2.1.2 [Eiser] heeft zijn vordering primair gebaseerd op art. 6:162 BW. Hij heeft daartoe aangevoerd - in de weergave van de Rechtbank(3) - dat de Gemeente onrechtmatig jegens hem heeft gehandeld door, wetende dat de weginrichting op de plaats van het ongeval gevaarlijk was, de weginrichting niet (eerder) te wijzigen. Subsidiair heeft [eiser] voor zijn vordering een beroep gedaan op art. 6:174 BW. In dat verband heeft hij het standpunt betrokken - nog steeds in de weergave van de Rechtbank - dat de weginrichting op de plaats van het ongeval niet voldeed aan de eisen die men daaraan in de gegeven omstandigheden mag stellen.(4)
2.2 De Gemeente heeft de vordering bestreden. Zij heeft betwist dat de weginrichting op de plaats van het ongeval gebrekkig c.q. gevaarlijk was. De wijziging van de weginrichting had volgens de Gemeente niets van doen met het ongeval; zij was reeds lang daarvóór voornemens om het invoegen op de Mauritskade te vergemakkelijken. Daarnaast heeft zij betoogd dat het ongeval is ontstaan doordat [eiser] met te hoge snelheid heeft gereden en/of doordat hij een stuurfout maakte. Subsidiair heeft de Gemeente aangevoerd dat sprake is van een zo grote mate van eigen schuld dat enige (uit art. 6:174 BW voortvloeiende) vergoedingsverplichting van de Gemeente daarbij in het niet valt.
2.3.1 In haar vonnis van 5 februari 2003 heeft de Rechtbank de vordering afgewezen.
2.3.2 Volgens de Rechtbank is de "essentiële vraag" of de weginrichting voldeed aan de eisen die men daaraan in de gegeven omstandigheden mocht stellen. Tevens moet worden onderzocht of de weg bij normaal gebruik, binnen de algemeen van verkeersdeelnemers te vergen voorzichtigheid, voor hen een dermate groot gevaar opleverde dat deze als gebrekkig moet worden gekwalificeerd (rov. 4.1).
2.3.3 De Rechtbank is van oordeel - kort samengevat - dat de litigieuze weginrichting niet als gebrekkig kan worden gekwalificeerd en dat het ongeval ook niet dermate voorzienbaar was dat de Gemeente (eerder) maatregelen had moeten treffen (rov. 4 - 6).
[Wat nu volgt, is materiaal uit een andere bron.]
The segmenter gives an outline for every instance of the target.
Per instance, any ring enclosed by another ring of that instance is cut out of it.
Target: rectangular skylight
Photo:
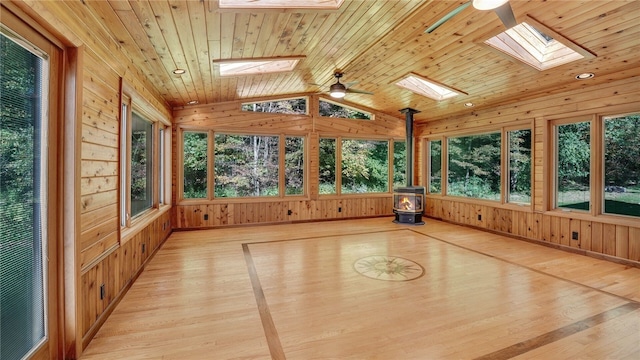
[[[522,22],[486,40],[485,44],[540,71],[592,57],[577,44],[560,34],[551,35],[552,30],[541,29],[543,27],[539,23]]]
[[[398,81],[396,85],[436,101],[463,94],[461,91],[438,84],[432,80],[427,80],[416,74],[408,74],[402,80]]]
[[[238,76],[292,71],[304,56],[271,59],[214,60],[220,76]]]
[[[219,0],[221,9],[331,9],[344,0]]]

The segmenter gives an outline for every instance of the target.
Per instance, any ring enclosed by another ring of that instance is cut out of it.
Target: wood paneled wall
[[[81,92],[77,96],[81,102],[78,118],[65,119],[76,124],[79,134],[79,156],[74,159],[79,166],[75,167],[76,173],[66,174],[79,183],[76,206],[70,206],[77,210],[75,214],[65,213],[65,217],[74,217],[80,225],[75,239],[65,239],[72,244],[65,248],[65,258],[70,256],[73,261],[67,259],[65,273],[59,275],[66,282],[65,306],[59,306],[67,311],[66,340],[64,345],[56,344],[64,347],[66,358],[76,358],[172,229],[168,207],[156,209],[153,216],[136,225],[139,231],[128,234],[132,240],[121,243],[118,179],[122,83],[166,119],[171,113],[161,94],[132,61],[139,54],[125,49],[124,44],[132,39],[102,25],[105,15],[99,13],[100,6],[87,6],[82,1],[16,1],[13,6],[25,21],[73,49],[67,54],[76,58],[69,61],[79,65],[77,73],[65,74],[67,83],[80,84]]]
[[[82,342],[91,341],[145,263],[171,233],[171,213],[165,211],[132,239],[105,254],[82,273]]]
[[[554,96],[523,100],[495,109],[482,109],[456,118],[439,119],[417,124],[416,162],[421,184],[426,183],[426,151],[424,139],[460,132],[500,129],[510,123],[532,121],[533,189],[532,206],[514,208],[471,199],[427,196],[426,214],[438,219],[517,235],[570,248],[582,249],[621,259],[640,261],[640,219],[590,216],[578,213],[550,211],[551,186],[545,170],[550,159],[546,134],[551,131],[549,120],[592,114],[618,114],[640,111],[640,87],[637,77],[612,81],[604,86],[588,87]],[[443,158],[443,161],[444,160]],[[446,177],[443,176],[443,179]],[[479,220],[479,217],[481,220]],[[578,233],[578,239],[572,233]]]
[[[308,139],[309,182],[304,199],[232,199],[229,201],[184,201],[174,198],[176,228],[201,228],[225,225],[278,223],[320,219],[340,219],[393,214],[391,194],[363,194],[351,196],[319,196],[318,194],[318,141],[321,136],[356,138],[404,139],[405,125],[402,114],[392,117],[373,109],[374,120],[336,119],[317,115],[319,95],[309,97],[309,115],[283,115],[241,111],[240,102],[208,104],[176,109],[176,129],[213,129],[214,131],[267,134],[302,134]],[[260,99],[256,99],[258,101]],[[348,104],[348,102],[345,102]],[[351,105],[353,106],[353,105]],[[179,130],[174,131],[173,174],[179,174],[177,144]],[[173,194],[178,194],[174,178]],[[290,214],[289,214],[290,212]],[[206,215],[206,219],[205,219]]]

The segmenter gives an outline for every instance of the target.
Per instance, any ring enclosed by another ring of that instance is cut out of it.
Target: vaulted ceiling
[[[343,82],[374,93],[345,100],[398,117],[412,107],[421,111],[418,121],[428,121],[640,75],[640,1],[511,0],[518,22],[531,17],[595,55],[545,71],[482,44],[504,30],[492,11],[469,6],[424,32],[465,2],[345,0],[338,10],[230,10],[217,0],[84,3],[173,107],[322,92],[341,70]],[[224,78],[214,65],[285,56],[304,58],[292,72]],[[186,73],[175,75],[176,68]],[[395,85],[411,72],[466,95],[437,102]],[[595,77],[576,80],[583,72]]]

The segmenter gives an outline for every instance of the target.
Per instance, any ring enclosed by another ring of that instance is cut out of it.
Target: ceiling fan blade
[[[493,9],[493,11],[496,12],[507,29],[511,29],[512,27],[518,25],[518,23],[516,22],[516,17],[515,15],[513,15],[513,9],[511,8],[511,5],[508,1],[503,5]]]
[[[373,95],[372,92],[369,91],[364,91],[364,90],[358,90],[358,89],[347,89],[348,93],[353,93],[353,94],[367,94],[367,95]]]
[[[447,15],[443,16],[440,20],[436,21],[433,25],[429,26],[427,28],[427,30],[425,30],[425,34],[431,34],[432,32],[434,32],[437,28],[440,27],[440,25],[446,23],[447,21],[449,21],[449,19],[451,19],[452,17],[458,15],[462,10],[466,9],[469,5],[471,5],[471,1],[468,1],[460,6],[458,6],[457,8],[453,9],[450,13],[448,13]]]

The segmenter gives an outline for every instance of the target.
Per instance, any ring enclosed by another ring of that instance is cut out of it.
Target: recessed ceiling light
[[[593,78],[594,76],[596,76],[596,74],[594,73],[582,73],[576,75],[576,80],[587,80]]]
[[[198,103],[198,100],[191,100],[187,103],[187,105],[195,105]]]
[[[185,70],[185,69],[175,69],[175,70],[173,70],[173,73],[176,74],[176,75],[182,75],[182,74],[184,74],[186,72],[187,72],[187,70]]]
[[[474,105],[473,105],[473,103],[468,102],[468,103],[464,103],[464,106],[466,106],[466,107],[473,107]]]

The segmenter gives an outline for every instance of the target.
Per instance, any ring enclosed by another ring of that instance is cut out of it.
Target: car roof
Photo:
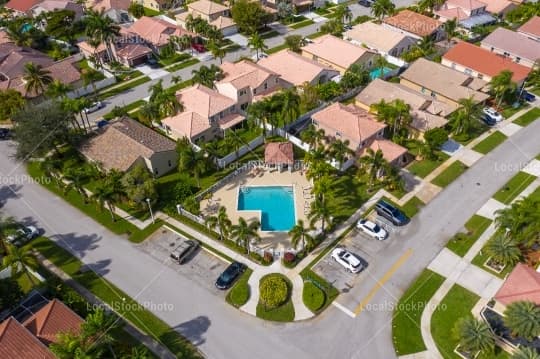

Zij wijst er in dit verband nog op dat "buitengewoon veel (ernstige) ongevallen" een aanwijzing kunnen vormen dat de weginrichting ook voor normaal oplettende weggebruikers een gevaar vormde (rov. 5.2).
2.3.4 De Rechtbank neemt aan dat in de periode 1991-1996 op de ongevalslocatie zeven eenzijdige ongevallen hebben plaatsgevonden met dezelfde toedracht (rov. 5.10).
2.4 [Eiser] is van dit vonnis onder aanvoering van 11 grieven in hoger beroep gekomen. De Gemeente heeft geconcludeerd tot bekrachtiging van het vonnis.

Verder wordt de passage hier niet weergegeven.